The grant will fund three positions dedicated to recovery and economic development, including two recovery officers. One recovery officer will be based in Wilmington, according to BDCC Economic Development Project Director Laura Sibilia. A second recovery officer will be based in Brattleboro. Sibilia says the recovery officer based in Wilmington will generally be responsible for Wilmington and Bennington counties, while the Brattleboro-based recovery officer will cover the rest of Windham County.
The third position funded under the grant is a regional marketing coordinator. The regional marketing coordinator will also be located in Wilmington, with office space at the Mount Snow Valley Chamber of Commerce.
“That person’s job won’t be to conduct a marketing campaign,” says Sibilia. “The job is to create a better network to leverage existing marketing efforts. The idea is to collaborate to create more effective, longer, bigger marketing campaigns. There’s also some ‘branding’ pieces.”
Bill Colvin, former Wilmington Economic Development Consultant, now the director of sustainable community development for the Bennington County Regional Commission, says the marketing initiative also includes $40,000 for marketing through the Vermont Department of Marketing and Tourism for a cooperative marketing campaign. The regional marketing coordinator will work with the Bennington, Brattleboro, Mount Snow Valley, and Manchester chambers of commerce.
For local businesses, the EDA grant will mean access to more assistance. Colvin says the flood recovery officers funded under the grant will be similar to the emergency business assistance coordinator (EBAC) position funded by Dover in response to Irene. “A more formalized, extended EBAC,” he says. “There will probably be a little less direct outreach, and more intake and availability.”

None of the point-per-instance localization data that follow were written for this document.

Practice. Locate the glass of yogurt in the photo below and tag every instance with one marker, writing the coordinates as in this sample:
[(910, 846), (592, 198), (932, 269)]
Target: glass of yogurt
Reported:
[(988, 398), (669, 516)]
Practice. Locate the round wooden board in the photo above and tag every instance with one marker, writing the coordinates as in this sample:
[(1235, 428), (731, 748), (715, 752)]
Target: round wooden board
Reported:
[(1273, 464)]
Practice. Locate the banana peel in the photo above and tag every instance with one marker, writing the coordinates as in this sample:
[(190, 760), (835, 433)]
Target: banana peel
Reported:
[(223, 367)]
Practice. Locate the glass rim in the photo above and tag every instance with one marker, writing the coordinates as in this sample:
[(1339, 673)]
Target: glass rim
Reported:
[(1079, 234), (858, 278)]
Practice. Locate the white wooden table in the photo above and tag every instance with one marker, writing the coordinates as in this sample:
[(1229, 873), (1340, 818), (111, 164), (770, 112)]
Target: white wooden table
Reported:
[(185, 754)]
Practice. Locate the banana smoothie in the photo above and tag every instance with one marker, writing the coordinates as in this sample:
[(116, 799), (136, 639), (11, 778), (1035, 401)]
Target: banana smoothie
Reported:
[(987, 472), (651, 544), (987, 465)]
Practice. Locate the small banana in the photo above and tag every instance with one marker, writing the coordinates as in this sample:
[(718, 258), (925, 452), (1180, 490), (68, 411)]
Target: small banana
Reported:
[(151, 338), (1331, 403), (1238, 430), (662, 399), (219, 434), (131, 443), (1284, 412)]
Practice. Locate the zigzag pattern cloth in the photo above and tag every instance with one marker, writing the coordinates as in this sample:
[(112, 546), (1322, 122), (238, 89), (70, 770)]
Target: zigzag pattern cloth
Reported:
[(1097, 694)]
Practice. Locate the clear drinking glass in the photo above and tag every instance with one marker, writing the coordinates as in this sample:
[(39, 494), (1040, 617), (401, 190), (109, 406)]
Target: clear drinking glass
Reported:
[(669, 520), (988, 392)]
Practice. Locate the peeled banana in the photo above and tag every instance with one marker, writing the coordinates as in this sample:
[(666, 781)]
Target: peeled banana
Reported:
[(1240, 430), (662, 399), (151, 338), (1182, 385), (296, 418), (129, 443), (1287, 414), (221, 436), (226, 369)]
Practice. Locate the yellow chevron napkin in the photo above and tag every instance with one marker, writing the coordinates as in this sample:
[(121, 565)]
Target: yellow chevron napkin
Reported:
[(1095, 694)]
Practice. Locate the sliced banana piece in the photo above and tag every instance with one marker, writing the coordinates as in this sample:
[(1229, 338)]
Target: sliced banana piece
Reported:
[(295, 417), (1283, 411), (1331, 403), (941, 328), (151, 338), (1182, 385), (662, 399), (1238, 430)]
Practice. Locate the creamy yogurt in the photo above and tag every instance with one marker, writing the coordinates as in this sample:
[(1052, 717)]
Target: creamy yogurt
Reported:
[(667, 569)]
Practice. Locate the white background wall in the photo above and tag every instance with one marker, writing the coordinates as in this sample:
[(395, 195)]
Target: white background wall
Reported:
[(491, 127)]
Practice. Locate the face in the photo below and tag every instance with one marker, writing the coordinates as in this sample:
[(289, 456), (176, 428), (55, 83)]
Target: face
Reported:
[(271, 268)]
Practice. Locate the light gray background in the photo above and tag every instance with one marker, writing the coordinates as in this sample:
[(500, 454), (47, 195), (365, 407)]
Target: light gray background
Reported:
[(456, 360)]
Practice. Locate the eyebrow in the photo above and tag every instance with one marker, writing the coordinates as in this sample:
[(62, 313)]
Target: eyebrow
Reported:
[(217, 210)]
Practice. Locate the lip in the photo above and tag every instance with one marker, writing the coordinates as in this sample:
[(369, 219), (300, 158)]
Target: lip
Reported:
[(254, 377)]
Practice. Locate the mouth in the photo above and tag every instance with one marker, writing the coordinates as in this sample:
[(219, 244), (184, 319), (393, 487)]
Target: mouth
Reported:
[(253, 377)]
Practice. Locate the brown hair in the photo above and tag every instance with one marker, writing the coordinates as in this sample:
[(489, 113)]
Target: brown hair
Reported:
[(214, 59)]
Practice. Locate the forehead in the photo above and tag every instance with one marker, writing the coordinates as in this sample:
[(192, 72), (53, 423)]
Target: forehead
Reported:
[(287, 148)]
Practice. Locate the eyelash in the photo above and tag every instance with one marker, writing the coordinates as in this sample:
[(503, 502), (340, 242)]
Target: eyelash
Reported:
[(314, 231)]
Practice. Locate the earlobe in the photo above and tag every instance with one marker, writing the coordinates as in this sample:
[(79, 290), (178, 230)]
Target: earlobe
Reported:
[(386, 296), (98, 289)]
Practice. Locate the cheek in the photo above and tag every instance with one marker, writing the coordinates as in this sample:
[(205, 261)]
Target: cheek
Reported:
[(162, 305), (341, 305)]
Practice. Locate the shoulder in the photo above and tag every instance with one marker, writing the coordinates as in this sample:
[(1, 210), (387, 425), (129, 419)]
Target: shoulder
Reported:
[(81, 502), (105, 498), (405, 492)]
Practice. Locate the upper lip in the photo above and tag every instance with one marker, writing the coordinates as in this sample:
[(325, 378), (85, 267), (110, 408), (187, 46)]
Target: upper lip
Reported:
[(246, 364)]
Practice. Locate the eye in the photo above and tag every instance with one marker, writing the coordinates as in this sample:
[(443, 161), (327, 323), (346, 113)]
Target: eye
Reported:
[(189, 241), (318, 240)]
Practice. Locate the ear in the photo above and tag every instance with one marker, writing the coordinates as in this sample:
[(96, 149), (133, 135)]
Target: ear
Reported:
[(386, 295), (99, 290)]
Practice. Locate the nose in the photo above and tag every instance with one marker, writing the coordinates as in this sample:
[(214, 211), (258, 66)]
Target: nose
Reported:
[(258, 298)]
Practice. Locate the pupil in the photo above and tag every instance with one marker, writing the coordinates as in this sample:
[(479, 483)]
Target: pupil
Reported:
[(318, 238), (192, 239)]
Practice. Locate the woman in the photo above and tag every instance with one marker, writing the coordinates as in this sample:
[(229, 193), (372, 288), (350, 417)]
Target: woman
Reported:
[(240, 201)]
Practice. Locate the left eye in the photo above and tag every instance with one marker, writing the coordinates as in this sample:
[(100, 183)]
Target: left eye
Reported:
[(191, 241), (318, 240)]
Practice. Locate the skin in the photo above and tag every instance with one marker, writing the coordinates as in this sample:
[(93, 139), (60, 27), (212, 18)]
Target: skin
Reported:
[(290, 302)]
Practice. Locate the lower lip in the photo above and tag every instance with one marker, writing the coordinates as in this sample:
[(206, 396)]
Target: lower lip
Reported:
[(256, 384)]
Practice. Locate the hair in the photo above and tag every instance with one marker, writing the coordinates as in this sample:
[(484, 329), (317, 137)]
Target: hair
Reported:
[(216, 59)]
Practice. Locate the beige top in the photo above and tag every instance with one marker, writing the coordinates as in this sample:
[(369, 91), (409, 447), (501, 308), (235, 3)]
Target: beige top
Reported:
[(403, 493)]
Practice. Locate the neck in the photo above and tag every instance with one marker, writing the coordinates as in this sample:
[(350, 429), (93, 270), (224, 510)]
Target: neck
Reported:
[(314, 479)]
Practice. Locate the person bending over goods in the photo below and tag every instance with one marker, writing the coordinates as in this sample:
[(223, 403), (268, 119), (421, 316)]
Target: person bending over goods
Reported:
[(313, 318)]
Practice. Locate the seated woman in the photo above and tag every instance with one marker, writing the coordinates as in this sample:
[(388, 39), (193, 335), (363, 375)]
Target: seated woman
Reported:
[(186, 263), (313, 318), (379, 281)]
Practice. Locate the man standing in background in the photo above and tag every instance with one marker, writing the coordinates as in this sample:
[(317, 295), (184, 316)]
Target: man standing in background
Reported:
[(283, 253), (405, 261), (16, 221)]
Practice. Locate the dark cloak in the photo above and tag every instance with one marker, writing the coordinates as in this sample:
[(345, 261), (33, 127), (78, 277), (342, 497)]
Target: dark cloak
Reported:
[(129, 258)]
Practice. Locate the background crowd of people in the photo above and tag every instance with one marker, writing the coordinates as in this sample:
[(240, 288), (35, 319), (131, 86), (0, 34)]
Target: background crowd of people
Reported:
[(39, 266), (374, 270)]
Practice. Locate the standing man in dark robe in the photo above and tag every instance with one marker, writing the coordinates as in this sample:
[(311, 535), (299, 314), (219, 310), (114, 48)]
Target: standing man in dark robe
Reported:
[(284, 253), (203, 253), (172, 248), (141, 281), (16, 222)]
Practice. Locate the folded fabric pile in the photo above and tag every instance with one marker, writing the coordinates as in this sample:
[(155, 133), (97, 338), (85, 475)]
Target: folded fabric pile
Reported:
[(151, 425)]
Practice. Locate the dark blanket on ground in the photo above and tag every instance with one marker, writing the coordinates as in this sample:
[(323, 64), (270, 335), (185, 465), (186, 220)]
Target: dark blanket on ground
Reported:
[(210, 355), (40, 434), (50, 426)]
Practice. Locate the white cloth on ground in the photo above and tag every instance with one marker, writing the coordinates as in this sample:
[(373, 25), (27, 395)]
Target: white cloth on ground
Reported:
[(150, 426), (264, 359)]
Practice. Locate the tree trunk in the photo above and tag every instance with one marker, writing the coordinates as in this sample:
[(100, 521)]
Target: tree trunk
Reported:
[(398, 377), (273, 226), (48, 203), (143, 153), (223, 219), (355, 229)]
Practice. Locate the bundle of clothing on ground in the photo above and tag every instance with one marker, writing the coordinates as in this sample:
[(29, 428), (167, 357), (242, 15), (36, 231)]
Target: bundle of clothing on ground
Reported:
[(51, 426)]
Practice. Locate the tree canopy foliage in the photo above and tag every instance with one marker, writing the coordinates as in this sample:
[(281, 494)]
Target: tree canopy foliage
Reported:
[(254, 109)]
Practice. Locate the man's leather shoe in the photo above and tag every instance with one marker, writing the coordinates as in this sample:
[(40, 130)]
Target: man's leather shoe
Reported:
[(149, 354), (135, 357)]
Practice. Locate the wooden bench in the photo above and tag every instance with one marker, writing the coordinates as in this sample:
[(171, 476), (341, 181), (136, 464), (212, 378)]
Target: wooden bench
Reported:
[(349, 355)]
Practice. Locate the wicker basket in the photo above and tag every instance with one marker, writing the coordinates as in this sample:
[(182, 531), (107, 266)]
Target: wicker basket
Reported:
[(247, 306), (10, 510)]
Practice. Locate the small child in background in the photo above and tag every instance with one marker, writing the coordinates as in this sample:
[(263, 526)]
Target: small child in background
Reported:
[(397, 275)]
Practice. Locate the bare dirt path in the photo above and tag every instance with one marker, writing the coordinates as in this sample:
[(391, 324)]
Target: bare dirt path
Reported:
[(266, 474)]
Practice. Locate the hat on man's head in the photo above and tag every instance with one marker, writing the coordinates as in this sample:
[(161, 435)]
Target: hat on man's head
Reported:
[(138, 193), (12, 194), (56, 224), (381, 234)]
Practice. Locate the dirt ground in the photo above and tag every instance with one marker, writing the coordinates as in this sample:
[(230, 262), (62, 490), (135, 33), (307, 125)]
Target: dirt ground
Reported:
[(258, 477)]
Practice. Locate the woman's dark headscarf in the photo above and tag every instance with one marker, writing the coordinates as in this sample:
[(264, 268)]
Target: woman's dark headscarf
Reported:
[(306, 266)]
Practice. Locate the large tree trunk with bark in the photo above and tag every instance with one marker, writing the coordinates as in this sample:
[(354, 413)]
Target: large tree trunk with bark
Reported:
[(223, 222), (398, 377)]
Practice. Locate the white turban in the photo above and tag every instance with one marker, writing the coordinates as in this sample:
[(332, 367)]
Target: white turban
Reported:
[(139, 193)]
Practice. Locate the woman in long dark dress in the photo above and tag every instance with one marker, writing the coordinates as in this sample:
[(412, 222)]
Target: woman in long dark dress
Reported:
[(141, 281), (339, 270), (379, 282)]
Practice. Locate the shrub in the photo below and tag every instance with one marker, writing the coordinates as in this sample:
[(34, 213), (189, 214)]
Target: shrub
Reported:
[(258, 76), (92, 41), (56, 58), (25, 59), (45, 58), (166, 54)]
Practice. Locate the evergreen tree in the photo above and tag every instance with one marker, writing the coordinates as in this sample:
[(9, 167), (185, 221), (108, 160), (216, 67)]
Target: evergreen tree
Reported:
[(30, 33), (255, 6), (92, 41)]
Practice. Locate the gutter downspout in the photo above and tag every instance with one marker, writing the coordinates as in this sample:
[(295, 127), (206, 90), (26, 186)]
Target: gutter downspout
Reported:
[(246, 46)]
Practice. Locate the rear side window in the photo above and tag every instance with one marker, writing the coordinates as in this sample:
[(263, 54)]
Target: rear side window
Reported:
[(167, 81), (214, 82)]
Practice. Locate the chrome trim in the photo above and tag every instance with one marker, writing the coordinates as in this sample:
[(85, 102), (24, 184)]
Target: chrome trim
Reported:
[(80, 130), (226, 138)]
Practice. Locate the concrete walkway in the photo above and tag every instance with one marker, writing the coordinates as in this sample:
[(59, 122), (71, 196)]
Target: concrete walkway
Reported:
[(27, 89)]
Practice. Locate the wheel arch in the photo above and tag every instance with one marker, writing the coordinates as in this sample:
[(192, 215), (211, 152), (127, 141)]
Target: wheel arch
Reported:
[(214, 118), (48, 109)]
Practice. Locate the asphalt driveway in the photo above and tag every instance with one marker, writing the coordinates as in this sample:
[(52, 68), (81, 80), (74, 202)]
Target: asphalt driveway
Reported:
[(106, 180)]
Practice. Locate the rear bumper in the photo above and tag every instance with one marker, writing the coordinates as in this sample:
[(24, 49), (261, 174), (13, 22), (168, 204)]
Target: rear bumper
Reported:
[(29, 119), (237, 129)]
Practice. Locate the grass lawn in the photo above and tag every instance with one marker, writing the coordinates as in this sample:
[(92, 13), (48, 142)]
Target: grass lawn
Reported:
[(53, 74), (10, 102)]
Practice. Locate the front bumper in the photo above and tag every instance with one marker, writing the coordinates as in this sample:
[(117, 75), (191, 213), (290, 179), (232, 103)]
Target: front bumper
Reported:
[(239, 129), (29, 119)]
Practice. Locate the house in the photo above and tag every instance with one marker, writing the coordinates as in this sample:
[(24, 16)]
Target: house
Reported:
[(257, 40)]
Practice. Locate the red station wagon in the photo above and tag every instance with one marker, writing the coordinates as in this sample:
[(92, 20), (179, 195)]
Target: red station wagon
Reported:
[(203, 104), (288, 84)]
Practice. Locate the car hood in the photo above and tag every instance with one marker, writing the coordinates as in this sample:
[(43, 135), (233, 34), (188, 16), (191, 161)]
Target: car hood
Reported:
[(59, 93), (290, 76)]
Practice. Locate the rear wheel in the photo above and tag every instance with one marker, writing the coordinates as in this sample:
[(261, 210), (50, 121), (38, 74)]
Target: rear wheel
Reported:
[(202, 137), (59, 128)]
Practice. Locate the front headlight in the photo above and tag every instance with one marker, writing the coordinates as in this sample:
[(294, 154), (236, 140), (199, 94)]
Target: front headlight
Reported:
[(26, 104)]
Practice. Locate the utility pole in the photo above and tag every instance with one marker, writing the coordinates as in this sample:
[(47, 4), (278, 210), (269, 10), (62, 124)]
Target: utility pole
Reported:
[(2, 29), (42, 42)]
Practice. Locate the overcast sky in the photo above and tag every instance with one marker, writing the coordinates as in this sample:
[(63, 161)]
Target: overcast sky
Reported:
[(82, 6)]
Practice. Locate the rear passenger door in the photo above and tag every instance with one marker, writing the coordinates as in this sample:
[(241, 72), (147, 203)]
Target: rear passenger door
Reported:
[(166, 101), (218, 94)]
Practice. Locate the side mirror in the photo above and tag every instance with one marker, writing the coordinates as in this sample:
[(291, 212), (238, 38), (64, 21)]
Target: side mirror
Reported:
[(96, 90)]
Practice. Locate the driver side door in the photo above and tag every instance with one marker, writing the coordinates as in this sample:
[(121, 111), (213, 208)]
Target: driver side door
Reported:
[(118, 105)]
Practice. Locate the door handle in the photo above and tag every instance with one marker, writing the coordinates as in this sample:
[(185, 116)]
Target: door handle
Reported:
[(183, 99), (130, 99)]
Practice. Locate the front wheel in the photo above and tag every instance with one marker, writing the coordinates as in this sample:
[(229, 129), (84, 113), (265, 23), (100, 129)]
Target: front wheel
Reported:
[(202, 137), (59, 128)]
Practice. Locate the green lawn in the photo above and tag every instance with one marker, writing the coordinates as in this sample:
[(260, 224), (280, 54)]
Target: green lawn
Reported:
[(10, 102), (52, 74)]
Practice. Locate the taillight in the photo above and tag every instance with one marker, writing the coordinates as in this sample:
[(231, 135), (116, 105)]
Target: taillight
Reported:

“We saw what a difference having access to resources can make just with the EBAC,” Sibilia said. “Are things awesome? No, but they’re a lot better than they could have been. People are still struggling and this is a great tool to bring in now.”
The Wilmington recovery officer will be accommodated in the town office building. Wilmington Town Manager Scott Murphy says the town has already allocated space on the building’s third floor.
Murphy says economic development is also one of the roles of the recovery officer. “One is geared up for an economic development role, recruiting businesses to come to this region, in addition to helping the businesses that are here now. There are so many businesses struggling due to the economy and Irene.”
Murphy says that, although Wilmington doesn’t have any projects waiting in the wings for the recovery officer, they’re ready to take full advantage of the opportunity. “The hurdle was getting the funding, we can tweak it as we go along,” he said. “My goal is to get someone in there, and then we’ll have the advantage of having that person right here.”
The recovery officers and marketing coordinator will be hired locally, in southern Vermont. The positions are funded for 17 months under the grant. “I’m hoping we’ll have people on the ground beginning in February,” Sibilia says.
The EDA recovery program and grant may also promote more regional economic development cooperation, something that has already been happening through groups like BDCC’s Southeastern Vermont Economic Development Strategies (SeVEDS). “One of our goals is to look more regionally,” says Colvin, “and to get the regional development corporations to work together. Having small towns work on their own in a small state is tough. I hope this partnership with Bennington and Windham regional commissions is an opportunity to partner together to attract more resources.”
Sibilia, who initiated the work on the EDA grant more than a year ago, says the grant is a coup for the region.
“There was dancing in the office” after the grant was announced, she said. “It feels good to know we did this. And it really was a ‘we.’ A lot of people came together and collaborated to make this happen – 20 different organizations. It’s quite an accomplishment.”
“We’re excited about it,” Colvin said. “It’s good to get the good news for the holidays.”
Windham County Regional Commission associate director Susan McMahon hadn’t returned calls for comment as of press time.